A Modular Vision for the Future
The OR3627-900kV is explicitly labeled the “first of a series,” signaling that this is just the beginning. The company's underlying technology is a scalable platform, with modular designs intended for a wide array of applications beyond drones, including land vehicles, marine systems, robotics, and even data center cooling. This broad vision suggests a long-term strategy to become a foundational player in American electric propulsion.

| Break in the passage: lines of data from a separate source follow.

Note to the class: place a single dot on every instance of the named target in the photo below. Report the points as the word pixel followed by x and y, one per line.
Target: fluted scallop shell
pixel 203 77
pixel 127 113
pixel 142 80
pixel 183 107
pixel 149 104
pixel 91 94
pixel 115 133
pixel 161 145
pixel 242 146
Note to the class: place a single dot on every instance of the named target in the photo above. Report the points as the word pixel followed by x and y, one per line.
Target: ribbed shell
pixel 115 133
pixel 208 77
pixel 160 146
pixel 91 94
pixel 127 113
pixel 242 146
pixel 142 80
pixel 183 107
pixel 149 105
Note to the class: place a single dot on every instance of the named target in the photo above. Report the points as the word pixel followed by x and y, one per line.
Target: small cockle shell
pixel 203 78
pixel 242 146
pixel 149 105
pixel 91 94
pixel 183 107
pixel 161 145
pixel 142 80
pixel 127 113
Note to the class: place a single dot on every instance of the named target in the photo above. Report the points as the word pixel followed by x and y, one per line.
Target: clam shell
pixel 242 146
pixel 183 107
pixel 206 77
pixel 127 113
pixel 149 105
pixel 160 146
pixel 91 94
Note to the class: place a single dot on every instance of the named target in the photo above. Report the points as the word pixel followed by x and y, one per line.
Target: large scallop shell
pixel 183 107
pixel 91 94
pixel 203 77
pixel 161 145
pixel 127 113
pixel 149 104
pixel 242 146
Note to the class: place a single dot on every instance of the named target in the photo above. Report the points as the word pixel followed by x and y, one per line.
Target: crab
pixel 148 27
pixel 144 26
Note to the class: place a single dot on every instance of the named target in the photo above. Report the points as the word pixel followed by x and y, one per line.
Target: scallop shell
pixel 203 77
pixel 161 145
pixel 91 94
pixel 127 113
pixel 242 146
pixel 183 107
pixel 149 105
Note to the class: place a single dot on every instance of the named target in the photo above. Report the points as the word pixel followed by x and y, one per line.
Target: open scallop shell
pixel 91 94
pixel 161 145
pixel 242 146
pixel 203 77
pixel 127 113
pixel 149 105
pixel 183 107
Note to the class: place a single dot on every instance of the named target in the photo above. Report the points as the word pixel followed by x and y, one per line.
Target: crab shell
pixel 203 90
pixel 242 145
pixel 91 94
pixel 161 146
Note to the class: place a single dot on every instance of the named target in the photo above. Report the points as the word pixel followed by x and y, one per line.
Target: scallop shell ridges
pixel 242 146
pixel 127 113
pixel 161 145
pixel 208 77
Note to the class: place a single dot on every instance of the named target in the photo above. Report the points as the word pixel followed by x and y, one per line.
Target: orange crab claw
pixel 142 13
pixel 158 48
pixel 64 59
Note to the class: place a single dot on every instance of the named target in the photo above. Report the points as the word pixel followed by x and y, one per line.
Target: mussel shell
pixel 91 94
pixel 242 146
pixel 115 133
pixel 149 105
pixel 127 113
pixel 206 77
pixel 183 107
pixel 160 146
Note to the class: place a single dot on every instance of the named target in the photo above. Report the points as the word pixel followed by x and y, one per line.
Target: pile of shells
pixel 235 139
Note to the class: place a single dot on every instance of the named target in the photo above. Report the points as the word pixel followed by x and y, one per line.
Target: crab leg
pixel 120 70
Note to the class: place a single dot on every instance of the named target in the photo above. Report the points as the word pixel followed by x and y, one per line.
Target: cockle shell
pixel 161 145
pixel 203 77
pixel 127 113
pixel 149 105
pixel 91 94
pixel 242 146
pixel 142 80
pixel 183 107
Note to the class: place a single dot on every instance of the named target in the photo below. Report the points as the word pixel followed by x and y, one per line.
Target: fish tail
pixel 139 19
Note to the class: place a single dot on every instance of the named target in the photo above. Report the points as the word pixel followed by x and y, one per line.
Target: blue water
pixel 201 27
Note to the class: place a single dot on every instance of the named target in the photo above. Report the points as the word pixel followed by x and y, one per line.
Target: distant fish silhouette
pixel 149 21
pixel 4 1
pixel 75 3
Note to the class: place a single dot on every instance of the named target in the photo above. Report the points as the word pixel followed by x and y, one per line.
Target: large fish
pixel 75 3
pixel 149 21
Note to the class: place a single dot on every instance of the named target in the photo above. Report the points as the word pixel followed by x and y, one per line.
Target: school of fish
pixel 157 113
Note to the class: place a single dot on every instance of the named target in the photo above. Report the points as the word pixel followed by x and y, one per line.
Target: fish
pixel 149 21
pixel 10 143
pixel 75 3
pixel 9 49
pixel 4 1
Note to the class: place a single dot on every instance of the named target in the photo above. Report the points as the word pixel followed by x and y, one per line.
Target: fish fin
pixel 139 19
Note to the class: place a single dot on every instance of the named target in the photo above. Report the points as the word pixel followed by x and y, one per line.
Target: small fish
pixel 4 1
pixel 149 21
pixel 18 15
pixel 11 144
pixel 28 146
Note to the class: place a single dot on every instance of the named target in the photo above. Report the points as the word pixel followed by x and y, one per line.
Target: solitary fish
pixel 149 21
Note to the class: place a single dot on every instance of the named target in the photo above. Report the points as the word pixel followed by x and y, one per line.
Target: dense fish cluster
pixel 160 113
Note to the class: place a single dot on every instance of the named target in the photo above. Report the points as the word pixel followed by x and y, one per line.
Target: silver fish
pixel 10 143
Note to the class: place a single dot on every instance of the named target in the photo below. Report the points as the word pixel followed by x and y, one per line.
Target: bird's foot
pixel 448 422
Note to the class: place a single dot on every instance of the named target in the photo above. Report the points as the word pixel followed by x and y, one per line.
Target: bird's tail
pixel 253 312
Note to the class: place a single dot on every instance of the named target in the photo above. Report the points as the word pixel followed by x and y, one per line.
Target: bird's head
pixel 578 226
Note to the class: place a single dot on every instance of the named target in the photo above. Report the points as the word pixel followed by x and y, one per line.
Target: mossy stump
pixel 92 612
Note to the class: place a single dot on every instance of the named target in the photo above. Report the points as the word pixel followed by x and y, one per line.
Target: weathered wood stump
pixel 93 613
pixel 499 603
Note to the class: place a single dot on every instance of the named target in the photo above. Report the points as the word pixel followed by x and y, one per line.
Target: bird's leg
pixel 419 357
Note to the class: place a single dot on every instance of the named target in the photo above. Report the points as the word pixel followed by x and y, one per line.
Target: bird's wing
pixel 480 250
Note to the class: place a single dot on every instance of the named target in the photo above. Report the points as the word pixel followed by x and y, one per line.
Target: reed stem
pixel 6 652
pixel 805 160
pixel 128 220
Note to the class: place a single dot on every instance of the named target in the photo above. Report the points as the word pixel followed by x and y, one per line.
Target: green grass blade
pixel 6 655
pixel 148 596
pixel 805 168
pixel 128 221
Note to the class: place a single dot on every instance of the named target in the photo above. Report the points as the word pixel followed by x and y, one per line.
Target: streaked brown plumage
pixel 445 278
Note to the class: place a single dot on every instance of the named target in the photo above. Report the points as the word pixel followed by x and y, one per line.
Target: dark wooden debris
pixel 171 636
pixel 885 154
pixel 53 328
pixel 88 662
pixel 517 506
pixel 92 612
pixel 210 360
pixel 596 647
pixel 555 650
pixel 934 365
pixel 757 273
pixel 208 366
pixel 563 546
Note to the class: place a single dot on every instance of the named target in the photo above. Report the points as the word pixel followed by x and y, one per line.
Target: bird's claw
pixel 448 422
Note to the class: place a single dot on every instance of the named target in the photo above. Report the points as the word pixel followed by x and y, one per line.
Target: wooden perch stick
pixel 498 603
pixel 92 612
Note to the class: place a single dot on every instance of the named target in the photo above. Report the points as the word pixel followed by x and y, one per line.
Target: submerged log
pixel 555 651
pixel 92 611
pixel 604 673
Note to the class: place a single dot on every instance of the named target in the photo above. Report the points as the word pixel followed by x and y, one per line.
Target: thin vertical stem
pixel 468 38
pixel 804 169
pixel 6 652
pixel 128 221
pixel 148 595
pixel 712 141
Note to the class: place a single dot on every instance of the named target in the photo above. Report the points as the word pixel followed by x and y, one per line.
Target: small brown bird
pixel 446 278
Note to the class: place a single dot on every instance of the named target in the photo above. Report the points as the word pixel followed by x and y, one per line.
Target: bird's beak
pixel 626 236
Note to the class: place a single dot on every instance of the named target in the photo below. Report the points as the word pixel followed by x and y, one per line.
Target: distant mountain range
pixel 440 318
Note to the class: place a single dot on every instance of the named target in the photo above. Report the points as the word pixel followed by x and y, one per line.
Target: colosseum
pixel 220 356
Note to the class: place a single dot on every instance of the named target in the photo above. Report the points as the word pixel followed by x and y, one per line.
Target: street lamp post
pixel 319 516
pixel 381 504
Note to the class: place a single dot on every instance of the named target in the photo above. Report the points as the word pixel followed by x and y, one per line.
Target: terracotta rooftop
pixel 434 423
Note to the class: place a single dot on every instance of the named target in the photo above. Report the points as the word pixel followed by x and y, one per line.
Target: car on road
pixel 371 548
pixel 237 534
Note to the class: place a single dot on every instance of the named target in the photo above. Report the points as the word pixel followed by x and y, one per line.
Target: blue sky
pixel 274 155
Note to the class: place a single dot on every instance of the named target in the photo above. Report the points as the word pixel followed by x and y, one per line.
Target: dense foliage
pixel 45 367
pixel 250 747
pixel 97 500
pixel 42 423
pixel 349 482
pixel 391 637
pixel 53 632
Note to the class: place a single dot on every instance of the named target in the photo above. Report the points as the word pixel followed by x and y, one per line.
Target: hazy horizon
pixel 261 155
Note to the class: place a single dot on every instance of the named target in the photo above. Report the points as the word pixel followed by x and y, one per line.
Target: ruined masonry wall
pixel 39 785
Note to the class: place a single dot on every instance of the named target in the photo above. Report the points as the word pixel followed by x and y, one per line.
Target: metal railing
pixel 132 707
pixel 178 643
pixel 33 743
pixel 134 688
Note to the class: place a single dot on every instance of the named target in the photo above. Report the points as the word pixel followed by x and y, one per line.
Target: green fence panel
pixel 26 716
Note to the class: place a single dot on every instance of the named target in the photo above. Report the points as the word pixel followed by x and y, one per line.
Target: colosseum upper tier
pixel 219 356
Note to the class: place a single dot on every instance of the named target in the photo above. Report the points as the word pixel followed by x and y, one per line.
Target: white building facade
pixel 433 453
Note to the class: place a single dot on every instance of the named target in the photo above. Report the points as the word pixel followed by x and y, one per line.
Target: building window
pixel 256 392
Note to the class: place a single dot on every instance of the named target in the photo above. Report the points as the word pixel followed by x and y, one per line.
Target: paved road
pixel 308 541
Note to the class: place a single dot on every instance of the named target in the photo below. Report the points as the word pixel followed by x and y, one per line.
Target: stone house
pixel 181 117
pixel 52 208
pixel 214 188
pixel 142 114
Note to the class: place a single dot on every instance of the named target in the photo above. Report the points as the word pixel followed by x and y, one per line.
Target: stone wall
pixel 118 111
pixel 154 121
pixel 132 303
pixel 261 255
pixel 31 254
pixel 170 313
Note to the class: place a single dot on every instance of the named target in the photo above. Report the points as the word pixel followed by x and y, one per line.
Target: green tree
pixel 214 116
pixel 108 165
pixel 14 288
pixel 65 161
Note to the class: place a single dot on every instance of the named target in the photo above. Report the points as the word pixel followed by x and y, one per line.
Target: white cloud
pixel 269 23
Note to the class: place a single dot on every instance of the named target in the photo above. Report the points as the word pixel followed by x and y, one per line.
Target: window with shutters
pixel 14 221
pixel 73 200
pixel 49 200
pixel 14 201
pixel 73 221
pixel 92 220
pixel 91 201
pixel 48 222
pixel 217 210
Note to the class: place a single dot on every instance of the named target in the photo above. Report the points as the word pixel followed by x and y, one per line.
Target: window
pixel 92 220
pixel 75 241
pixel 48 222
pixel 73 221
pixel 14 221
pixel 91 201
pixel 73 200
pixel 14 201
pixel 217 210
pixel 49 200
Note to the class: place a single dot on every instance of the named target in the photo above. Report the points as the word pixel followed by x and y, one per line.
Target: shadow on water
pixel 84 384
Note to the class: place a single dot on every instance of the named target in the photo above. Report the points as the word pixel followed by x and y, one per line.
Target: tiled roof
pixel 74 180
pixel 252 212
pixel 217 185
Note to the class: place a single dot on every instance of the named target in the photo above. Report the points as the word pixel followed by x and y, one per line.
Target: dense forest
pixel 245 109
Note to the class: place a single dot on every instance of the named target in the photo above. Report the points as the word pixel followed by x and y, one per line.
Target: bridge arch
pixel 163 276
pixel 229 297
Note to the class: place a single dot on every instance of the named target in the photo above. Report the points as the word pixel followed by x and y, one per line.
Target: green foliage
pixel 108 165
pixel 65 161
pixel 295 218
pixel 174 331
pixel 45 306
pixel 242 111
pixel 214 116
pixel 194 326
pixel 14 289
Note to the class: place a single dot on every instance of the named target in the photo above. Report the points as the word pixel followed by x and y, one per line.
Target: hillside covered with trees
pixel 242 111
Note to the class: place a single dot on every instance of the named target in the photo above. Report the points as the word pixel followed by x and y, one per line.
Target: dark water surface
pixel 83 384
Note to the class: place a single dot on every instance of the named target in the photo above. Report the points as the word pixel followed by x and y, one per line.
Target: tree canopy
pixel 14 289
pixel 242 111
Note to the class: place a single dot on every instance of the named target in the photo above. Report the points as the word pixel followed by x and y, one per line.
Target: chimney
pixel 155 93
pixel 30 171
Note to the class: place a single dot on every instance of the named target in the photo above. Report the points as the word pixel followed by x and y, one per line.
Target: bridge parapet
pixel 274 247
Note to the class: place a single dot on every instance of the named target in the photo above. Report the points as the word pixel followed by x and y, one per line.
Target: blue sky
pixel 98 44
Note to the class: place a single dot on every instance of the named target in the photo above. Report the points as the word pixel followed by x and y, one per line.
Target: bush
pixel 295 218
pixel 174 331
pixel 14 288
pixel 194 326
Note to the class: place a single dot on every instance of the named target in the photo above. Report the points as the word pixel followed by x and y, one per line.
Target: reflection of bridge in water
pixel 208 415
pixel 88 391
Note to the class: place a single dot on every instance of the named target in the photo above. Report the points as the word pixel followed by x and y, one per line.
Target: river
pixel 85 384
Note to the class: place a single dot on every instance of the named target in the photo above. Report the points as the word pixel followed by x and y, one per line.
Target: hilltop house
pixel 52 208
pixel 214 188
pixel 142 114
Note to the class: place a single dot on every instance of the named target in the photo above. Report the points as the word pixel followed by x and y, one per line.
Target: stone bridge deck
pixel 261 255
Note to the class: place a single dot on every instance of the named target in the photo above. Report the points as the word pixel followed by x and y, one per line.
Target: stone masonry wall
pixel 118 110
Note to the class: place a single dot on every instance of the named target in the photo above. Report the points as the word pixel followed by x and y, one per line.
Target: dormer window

The launch of this drone motor, with its first deliveries scheduled for the end of 2026, serves as a powerful proof of concept. It demonstrates that it is possible to design, source, and build cutting-edge technology entirely within the United States, creating a product that is not only technologically superior but strategically vital. It is a compelling case study in how strategic innovation continues to drive the modern economy, proving that the 'why behind the buy' is often about much more than the hardware itself.